In my algorithm I have to access to one value of the table do some operations with it and after update the value. In the end what I should have is a function which I pass an index to it and then I get a value, and after I have to use another function to write a value in the table.
I found one called tile coding , this one is based on several look up tables, does anyone know any other method?.
Thanks.
I'd look at the types of numbers you need to store and pull out the information that's common for many of them. For example, if they're tightly clustered, you can take the mean, store it, and store the offsets. The offsets will have fewer bits than the original numbers. Or, if they're more or less uniformly distributed, you can store the first number and then store the offset to the next number.
It would help to know what your key is to look up the numbers.
I need more detail on the problem. If you cannot store the real value of the integers but instead an approximation, that means you are going to reduce (throw away) some of the data (detail), correct? I think you are looking for a hash, which can be an artform in itself. For example say you have 32 bit values, one hash would be to take the 4 bytes and xor them together, this would result in a single 8 bit value, reducing your storage by a factor of 4 but also reducing the real value of original data. Typically you could/would go further and perhaps and only use a few of those 8 bits , say the lower 4 and reduce the value further.
I think my real problem is either you need the data or you dont, if you need the data you need to compress it or find more memory to store it. If you dont, then use a hash of some sort to reduce the number of bits until you reach the amount of memory you have for storage.
Read http://www.cs.ualberta.ca/~sutton/RL-FAQ.html
"Function approximation" refers to the
use of a parameterized functional form
to represent the value function
(and/or the policy), as opposed to a
simple table."
Perhaps that applies. Also, update your question with additional facts -- don't merely answer in the comments.
Edit.
A bit array can easily store a bit for each of your millions of numbers. Let's say you have numbers in the range of 1 to 8 million. In a single megabyte of storage you can have a 1 bit for each number in your set and a 0 for each number not in your set.
If you have numbers in the range of 1 to 32 million, you'll require 4Mb of memory for a big table of all 32M distinct numbers.
See my answer to Modern, high performance bloom filter in Python? for a Python implementation of a bit array of unlimited size.
If you are merely looking for the presence of the number in question a bloom filter, might be what you are looking for. Honestly though your question is fairly vague and confusing. It would help to explain what Q values are, and what you do with them once you find them in the table.
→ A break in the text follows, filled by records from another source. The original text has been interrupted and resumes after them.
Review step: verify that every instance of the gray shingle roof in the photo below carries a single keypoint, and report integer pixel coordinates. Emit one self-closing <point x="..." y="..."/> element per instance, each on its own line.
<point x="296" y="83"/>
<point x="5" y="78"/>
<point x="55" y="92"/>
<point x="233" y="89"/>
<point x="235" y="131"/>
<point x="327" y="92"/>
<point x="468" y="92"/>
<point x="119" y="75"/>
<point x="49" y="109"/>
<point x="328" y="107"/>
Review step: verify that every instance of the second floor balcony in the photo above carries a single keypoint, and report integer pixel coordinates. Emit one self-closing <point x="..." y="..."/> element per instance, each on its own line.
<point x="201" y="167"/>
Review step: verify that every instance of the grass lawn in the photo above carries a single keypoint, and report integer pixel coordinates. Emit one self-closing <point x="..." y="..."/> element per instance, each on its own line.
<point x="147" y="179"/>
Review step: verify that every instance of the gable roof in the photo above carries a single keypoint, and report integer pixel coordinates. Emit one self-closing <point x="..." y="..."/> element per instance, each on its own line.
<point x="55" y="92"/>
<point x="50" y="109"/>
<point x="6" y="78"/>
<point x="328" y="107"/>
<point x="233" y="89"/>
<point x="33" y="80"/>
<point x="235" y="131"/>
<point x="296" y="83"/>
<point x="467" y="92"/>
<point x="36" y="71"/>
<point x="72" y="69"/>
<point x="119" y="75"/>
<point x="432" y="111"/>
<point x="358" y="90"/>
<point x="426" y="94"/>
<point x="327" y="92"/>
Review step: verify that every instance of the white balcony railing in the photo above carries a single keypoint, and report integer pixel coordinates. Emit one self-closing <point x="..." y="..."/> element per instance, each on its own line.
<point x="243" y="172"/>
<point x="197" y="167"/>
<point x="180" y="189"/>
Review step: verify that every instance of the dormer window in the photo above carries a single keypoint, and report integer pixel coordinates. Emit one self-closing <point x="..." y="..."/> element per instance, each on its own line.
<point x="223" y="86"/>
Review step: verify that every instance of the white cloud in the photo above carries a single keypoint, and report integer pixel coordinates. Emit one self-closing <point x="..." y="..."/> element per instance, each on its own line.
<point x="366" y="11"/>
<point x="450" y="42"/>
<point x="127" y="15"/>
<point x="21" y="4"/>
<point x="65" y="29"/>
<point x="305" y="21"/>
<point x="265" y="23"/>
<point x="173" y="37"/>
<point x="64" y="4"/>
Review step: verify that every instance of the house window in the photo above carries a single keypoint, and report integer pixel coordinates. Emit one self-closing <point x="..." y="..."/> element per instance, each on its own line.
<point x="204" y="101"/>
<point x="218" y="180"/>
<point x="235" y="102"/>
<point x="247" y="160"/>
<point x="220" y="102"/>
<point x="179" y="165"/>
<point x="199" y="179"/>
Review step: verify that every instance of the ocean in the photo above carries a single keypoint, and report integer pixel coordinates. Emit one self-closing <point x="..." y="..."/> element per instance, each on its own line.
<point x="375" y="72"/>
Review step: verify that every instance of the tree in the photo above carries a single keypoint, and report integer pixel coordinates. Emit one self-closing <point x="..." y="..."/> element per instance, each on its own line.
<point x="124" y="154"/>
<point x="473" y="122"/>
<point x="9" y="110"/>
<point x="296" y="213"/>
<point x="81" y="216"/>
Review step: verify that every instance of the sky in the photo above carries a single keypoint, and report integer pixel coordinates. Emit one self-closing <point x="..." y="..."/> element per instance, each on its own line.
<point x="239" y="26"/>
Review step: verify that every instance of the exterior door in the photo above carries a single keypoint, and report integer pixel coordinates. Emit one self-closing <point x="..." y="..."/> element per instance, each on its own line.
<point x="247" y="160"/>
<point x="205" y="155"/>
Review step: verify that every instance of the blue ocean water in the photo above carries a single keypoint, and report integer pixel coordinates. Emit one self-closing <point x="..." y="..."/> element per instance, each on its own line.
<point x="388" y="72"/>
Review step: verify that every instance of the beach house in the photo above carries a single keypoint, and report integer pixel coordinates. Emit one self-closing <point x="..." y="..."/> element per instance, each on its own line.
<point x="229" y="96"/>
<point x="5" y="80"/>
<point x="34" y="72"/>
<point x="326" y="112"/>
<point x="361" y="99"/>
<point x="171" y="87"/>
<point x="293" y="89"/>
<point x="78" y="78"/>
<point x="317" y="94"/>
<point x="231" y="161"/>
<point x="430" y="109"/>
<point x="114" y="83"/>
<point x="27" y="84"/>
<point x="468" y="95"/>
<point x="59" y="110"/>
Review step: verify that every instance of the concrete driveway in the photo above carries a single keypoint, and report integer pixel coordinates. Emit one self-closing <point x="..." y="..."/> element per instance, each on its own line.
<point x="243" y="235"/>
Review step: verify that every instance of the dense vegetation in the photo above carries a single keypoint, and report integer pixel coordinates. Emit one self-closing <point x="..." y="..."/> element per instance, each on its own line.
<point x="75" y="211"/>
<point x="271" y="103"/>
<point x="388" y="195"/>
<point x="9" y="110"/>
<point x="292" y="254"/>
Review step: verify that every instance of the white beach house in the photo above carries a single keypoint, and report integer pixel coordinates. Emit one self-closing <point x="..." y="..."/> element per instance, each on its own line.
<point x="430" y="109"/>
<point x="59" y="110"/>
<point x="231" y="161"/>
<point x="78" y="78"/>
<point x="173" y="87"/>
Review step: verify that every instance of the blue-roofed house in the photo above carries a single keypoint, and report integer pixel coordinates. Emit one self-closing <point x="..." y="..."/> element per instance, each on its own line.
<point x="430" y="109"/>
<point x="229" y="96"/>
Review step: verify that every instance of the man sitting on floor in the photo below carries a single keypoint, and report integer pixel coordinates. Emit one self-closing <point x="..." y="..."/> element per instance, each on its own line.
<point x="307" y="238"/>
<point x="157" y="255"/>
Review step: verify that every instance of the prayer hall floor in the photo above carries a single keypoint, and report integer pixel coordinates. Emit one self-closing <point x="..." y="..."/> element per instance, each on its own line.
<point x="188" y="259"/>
If your set of integers is homongenous, then you could try a hash table, because there is a trick you can use to cut the size of the stored integers, in your case, in half.
Assume the integer, n, because its set is homogenous can be the hash. Assume you have 0x10000 (16k) buckets. Each bucket index, iBucket = n&FFFF. Each item in a bucket need only store 16 bits, since the first 16 bits are the bucket index. The other thing you have to do to keep the data small is to put the count of items in the bucket, and use an array to hold the items in the bucket. Using a linked list will be too large and slow. When you iterate the array looking for a match, remember you only need to compare the 16 bits that are stored.
So assuming a bucket is a pointer to the array and a count. On a 32 bit system, this is 64 bits max. If the number of ints was small enough we might be able to do some fancy things and use 32 bits for a bucket. 16k * 8 bytes = 524k, 2 million shorts = 4mb. So this gets you a method to lookup the ints and about 40% compression.